Our investigation explores the role of Chinese ROADS in assessing ALS disease progression and the relationship between ROADS and survival. Notably, this is the first to assess the correlation of the ROADS and ALS survival. While traditional measures such as ALSFRS-R have been foundational [12], they exhibit limitations, including multidimensionality and insensitivity to certain nuances of progression [11,12,13]. In this study, ROADS emerges as a promising alternative measure, rooted in Rasch analysis principles [17].
Our study defines ΔROADS for the first time. The results verify that both ROADS and ΔROADS are prognostic markers in ALS, demonstrating a level of comparability with ALSFRS-R and ΔFRS. The findings indicate that higher ROADS and lower ΔROADS at baseline are associated with longer survival in a Chinese ALS clinic population. The ability to predict survival outcomes is a critical aspect of any ALS assessment tool, and the correlation observed between ROADS and ΔROADS and survival time adds to its credibility in capturing disease progression. It is worth noting that, when divided into subgroups according to the ALSFRS-R tertiles, survival curves show no difference in survival probability between the highest score subgroup and the middle score subgroup. As for ROADS, survival curves show a significant difference among the three subgroups. Compared with the ROADS, the HRs of ALSFRS-R tertiles were relatively in close proximity, thus the distinction among the three groups may be less obvious than the ROADS tertiles. This suggests that, compared with ALSFRS-R, ROADS may be more sensitive as a prognostic indicator in ALS patients with mild disease. Several factors may contribute to this finding. For instance, the method used to develop ROADS ensures a broader range of item targeting than ALSFRS-R, which may enable it to better distinguish between levels of overall disability among respondents [17,23]. Additionally, the 28-questioned ROADS has more items than the ALSFRS-R questionnaire, which could mean that multiple items in ROADS evaluate the same aspect of disease dysfunction. Therefore, the use of ROADS may provide more detailed information regarding disease dysfunction, increasing the likelihood of detecting changes when they occur.
Moreover, we examined the longitudinal performance of Chinese ROADS in the follow-up period. The results demonstrate its robust performance in measuring disease progression, comparable to ALSFRS-R. Despite several previous studies validating ROADS’ responsiveness to change over time [26,27,28], the Chinese ROADS, a translated and culturally adapted scale, lacked prior longitudinal validation in the Chinese population. The stability across diverse populations and cultural contexts reinforces its reliability in longitudinally monitoring ALS disability.
ALS presently lacks sensitive and specific biomarkers due to its strong biological and clinical heterogeneity [30,31,32]. Hence, selection of an appropriate quantitate measure is vital for monitoring disease progression in clinic and capturing potential drug therapeutic efficacy.
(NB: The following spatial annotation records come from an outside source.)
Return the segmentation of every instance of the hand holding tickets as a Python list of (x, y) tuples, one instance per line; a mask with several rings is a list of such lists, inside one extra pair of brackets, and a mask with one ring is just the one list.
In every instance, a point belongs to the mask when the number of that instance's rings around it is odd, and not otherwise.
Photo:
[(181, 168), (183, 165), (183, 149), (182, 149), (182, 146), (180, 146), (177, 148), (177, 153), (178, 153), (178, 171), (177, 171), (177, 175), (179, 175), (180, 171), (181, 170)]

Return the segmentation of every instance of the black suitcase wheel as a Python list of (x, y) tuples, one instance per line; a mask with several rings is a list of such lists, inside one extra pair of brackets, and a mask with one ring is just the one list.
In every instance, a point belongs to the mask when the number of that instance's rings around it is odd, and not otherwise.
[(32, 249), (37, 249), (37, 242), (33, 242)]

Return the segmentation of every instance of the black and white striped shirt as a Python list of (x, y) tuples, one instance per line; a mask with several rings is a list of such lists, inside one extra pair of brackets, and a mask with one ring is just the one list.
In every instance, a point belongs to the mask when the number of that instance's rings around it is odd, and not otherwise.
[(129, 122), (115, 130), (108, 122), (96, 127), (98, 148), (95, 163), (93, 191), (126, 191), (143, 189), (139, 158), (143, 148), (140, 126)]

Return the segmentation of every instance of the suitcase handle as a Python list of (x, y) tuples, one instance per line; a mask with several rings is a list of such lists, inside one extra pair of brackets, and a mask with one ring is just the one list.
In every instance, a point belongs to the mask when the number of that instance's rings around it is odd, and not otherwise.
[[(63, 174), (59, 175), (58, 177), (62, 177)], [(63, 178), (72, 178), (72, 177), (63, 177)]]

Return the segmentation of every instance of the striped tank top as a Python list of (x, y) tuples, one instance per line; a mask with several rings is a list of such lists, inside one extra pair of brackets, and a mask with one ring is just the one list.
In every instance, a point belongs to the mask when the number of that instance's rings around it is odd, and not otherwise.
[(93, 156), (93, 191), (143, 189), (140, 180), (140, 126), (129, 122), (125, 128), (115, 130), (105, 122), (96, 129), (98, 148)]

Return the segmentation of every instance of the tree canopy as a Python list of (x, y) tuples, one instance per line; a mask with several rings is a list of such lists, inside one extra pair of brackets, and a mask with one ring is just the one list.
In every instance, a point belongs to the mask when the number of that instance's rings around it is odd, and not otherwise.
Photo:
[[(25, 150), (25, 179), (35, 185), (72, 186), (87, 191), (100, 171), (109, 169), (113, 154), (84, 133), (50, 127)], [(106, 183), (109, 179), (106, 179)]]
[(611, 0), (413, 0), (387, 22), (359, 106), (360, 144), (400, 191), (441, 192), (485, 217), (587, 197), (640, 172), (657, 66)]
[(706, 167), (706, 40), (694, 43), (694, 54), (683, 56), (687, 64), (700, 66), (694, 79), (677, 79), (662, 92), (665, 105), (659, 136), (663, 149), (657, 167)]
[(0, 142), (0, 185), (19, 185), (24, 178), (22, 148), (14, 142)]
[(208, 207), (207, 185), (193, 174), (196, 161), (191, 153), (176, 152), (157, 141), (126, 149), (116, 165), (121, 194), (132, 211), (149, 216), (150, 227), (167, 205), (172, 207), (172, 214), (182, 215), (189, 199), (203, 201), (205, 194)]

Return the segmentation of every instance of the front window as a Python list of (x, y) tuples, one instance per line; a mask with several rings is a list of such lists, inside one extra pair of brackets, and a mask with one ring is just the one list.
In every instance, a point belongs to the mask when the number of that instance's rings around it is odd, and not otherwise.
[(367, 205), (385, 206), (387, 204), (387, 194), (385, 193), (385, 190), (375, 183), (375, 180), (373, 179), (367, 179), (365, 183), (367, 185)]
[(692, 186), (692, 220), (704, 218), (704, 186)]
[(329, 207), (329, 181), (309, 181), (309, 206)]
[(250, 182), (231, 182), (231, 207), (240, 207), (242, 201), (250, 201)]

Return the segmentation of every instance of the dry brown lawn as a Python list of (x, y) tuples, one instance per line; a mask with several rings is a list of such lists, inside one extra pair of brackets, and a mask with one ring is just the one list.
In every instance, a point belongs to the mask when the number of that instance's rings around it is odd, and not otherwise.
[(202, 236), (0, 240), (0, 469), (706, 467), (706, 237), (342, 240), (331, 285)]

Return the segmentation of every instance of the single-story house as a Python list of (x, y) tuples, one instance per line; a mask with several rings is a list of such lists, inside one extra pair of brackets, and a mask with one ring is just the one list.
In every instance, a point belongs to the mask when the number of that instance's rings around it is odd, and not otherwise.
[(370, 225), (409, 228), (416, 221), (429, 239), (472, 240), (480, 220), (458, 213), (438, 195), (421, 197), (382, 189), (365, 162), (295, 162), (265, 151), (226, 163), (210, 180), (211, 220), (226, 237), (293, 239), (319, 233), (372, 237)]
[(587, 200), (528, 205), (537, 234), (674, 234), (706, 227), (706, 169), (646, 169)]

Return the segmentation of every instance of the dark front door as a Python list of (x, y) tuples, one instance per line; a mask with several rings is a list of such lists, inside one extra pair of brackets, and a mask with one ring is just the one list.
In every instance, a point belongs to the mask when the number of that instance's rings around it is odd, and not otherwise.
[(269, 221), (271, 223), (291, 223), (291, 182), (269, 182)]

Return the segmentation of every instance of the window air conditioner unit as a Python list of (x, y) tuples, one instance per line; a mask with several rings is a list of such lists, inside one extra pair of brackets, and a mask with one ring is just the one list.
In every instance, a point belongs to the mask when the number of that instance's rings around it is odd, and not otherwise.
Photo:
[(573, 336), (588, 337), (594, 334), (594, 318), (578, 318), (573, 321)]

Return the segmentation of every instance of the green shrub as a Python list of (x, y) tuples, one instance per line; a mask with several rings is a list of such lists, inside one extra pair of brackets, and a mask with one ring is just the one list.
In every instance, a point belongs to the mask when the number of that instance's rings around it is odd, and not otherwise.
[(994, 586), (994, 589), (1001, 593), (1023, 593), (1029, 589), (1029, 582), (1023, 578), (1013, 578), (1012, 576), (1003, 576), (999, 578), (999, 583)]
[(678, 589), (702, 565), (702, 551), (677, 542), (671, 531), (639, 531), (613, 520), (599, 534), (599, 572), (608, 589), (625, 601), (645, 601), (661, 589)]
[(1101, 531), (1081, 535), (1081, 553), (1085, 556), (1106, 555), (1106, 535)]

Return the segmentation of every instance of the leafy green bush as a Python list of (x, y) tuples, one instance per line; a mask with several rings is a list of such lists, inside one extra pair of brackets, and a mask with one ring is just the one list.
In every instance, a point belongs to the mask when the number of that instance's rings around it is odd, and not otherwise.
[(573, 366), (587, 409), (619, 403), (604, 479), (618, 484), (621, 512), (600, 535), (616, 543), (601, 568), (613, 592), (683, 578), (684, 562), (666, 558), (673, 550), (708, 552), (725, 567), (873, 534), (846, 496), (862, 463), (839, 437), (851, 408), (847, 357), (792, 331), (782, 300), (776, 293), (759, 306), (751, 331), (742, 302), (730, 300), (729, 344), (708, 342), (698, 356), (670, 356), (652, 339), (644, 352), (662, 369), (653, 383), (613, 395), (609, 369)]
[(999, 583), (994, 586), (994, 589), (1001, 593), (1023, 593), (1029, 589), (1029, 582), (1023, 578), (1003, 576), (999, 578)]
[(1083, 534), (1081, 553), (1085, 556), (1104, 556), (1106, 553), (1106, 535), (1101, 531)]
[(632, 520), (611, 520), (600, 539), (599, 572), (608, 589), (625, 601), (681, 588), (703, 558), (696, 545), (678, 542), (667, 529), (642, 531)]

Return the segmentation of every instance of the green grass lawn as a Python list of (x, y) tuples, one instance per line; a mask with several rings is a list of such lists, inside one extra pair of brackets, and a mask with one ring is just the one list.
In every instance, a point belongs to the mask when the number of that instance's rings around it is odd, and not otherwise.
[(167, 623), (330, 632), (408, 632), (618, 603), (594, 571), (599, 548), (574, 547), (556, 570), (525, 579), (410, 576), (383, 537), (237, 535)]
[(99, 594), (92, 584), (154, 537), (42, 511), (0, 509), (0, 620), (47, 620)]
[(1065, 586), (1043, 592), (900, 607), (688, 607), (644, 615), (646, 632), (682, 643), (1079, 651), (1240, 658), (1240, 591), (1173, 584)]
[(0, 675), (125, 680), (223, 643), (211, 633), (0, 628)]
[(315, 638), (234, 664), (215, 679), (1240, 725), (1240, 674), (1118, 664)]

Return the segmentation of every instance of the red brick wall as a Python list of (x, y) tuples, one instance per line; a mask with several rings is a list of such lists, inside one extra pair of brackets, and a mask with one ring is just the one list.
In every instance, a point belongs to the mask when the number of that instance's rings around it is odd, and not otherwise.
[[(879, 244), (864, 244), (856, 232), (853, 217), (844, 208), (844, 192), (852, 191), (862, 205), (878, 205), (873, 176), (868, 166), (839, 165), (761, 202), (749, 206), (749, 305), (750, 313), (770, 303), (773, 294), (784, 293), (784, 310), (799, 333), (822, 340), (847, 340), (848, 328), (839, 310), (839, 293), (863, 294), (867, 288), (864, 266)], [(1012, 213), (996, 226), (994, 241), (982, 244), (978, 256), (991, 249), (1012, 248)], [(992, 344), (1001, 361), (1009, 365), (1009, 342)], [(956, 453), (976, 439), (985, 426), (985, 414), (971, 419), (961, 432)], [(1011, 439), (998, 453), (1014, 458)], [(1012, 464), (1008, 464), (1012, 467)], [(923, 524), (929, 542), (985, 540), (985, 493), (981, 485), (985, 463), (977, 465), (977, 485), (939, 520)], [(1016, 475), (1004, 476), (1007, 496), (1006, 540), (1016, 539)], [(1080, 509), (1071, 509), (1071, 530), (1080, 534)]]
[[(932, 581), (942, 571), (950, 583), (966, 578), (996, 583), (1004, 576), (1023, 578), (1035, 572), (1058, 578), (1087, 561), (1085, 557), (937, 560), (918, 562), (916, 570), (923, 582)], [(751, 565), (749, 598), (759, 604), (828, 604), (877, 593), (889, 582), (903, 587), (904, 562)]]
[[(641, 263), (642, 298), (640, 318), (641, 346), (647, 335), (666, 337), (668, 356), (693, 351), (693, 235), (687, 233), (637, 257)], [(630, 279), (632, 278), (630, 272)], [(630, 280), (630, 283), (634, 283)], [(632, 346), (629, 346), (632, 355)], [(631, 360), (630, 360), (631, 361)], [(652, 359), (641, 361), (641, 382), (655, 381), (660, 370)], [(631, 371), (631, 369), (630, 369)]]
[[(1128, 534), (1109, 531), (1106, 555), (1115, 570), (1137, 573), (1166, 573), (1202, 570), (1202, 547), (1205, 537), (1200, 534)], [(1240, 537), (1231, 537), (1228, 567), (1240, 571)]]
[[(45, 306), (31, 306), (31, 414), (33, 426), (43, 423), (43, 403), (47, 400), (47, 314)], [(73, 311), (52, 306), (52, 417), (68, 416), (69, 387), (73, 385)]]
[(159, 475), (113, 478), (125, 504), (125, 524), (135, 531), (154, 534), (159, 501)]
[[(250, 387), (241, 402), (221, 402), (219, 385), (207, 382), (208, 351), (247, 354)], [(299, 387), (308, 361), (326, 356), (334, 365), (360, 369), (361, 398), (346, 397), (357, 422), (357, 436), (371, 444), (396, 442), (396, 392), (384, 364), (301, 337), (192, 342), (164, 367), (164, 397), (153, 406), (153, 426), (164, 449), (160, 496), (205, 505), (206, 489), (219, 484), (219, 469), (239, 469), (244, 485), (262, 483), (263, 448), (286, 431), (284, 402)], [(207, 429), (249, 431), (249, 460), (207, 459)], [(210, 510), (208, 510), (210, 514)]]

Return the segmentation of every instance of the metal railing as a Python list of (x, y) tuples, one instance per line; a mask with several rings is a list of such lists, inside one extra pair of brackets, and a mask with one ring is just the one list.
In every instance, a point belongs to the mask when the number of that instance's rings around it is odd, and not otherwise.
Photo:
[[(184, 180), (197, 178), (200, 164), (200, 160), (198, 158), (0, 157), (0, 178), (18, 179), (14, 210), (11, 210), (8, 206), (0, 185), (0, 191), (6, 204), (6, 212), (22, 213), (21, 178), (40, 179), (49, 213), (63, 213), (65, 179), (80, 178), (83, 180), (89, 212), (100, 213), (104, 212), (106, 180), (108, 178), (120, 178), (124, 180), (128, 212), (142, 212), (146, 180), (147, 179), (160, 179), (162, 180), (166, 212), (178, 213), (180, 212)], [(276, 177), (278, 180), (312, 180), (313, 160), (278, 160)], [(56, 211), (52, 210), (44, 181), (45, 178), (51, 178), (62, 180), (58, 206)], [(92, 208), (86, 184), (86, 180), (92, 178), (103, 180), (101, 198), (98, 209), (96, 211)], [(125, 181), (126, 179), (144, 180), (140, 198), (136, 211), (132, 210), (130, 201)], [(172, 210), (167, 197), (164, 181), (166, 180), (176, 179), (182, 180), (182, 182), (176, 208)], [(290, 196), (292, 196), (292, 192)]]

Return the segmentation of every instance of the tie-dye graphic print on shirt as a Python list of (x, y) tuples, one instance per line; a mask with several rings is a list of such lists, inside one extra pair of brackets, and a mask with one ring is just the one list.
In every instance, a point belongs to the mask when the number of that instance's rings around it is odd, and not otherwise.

As a key outcome measure, problems of multidimensionality [11,12], non-linearity [13], and floor and ceiling effect [33,34,35] have challenged the efficacy of ALSFRS-R in trials. These limitations may dilute possible treatment effects and result in failures in new drug research [16,36]. The recently developed ROADS validated by Rasch analysis has been proved to have several theoretical advantages over the ALSFRS-R in previous studies [17,23]. The present longitudinal study demonstrates that ROADS shows a good correlation with ALS survival. And, it has the potential to provide better discrimination for predicting mortality in ALS patients with mild disease. This lays the groundwork for using the ROADS as a valuable outcome measure in future clinical applications and ALS trials. On the other hand, compared to participants in clinical trials who must meet restrictive inclusion criteria, our sample from a real-world clinical setting is probably more representative of the general ALS population.
There are several limitations in our study. A relatively small sample size, a short follow-up, and few events may limit statistical power. Despite this, we also detected a significant prognostic value of the ROADS. In addition, we had other limitations such as a lack of information on important confounders, such as forced vital capacity, treatment information, and weight loss. Therefore, our result is only observed in this single-center study with a small sample size. In addition, this study was conducted in a Chinese cohort. Our finding requires further verification with more detailed clinical information in larger and more heterogenous data sets including diverse patients with other races and ethnicities. In future research, we plan to expand the sample size and collect more information to confirm the performance of ROADS.

5. Conclusions

In conclusion, our study has validated the significance of ROADS in assessing ALS progression and predicting prognosis, demonstrating its comparable performance with ALSFRS-R. Therefore, ROADS may serve as a valuable measurement tool to monitor disease progression in clinical trials and clinical settings, potentially complementing ALSFRS-R. This study was conducted in Chinese patients. The efficacy of ROADS in diverse populations needs to be further validated. And its performance in assessing therapeutic efficacy in ALS needs to be evaluated in future clinical trials.

Supplementary Materials

The following supporting information can be downloaded at: https://www.mdpi.com/article/10.3390/biomedicines13010178/s1.

Author Contributions

Conceptualization, C.S., Y.C., N.L. and D.F.; Data curation, C.S. and N.Z.; Funding acquisition, C.S., N.L. and D.F.; Methodology, C.S., L.X. and N.L.; Software, C.S. and L.X.; Validation, W.W.; Visualization, C.S. and N.L.; Writing—original draft, C.S. and Y.C.; Writing—review and editing, C.S., Y.C., W.W., C.N.F. and D.F. All authors have read and agreed to the published version of the manuscript.

Funding

This research was funded by the National Natural Science Foundation of China (82001347 to C.S., 82071426 to D.F., 81701067 to N.L.) and Clinical Cohort Construction Program of Peking University Third Hospital (BYSYDL2019002 to D.F.).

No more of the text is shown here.